NEW YORK (Reuters) – The U.S. National Institutes of Health’s director said on Thursday that he was optimistic that the Trump administration’s vaccine-acceleration program, Operation Warp Speed, will generate a safe and effective vaccine for COVID-19 by year end and can meet a target of making 300 million doses by early 2021.

“That’s really a stretch goal, but it’s the right goal for the American people,” Dr. Francis Collins said at a hearing held by a subcommittee of the Senate Committee on Appropriations to discuss the program.

Dr. Gary Disbrow, acting director of the Biomedical Advanced Research and Development Authority (BARDA), said that the U.S. government was trying to negotiate the lowest possible price for a vaccine. Still, he said that the country would likely have to pay more for any vaccine not developed with government funding.

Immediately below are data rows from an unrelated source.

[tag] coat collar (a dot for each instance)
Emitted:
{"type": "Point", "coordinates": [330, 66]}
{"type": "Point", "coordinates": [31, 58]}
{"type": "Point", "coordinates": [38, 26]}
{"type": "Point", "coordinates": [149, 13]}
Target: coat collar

BARDA has provided funds for three vaccine candidates being developed under Operation Warp Speed by Moderna Inc, Johnson & Johnson and AstraZeneca Plc.

Dr Francis Collins, Director of the National Institutes of Health (NIH), testifies during a U.S. Senate Appropriations Subcommittee Hearing on the plan to research, manufacture and distribute a coronavirus vaccine, known as Operation Warp Speed on Capitol Hill in Washington, D.C, U.S., July 2, 2020. Saul Loeb/Pool via REUTERS

NIH’s Collins also said in his testimony that the United States is targeting having 1 million rapid, on-site tests per day some time around September to enable schools to reopen and sports events.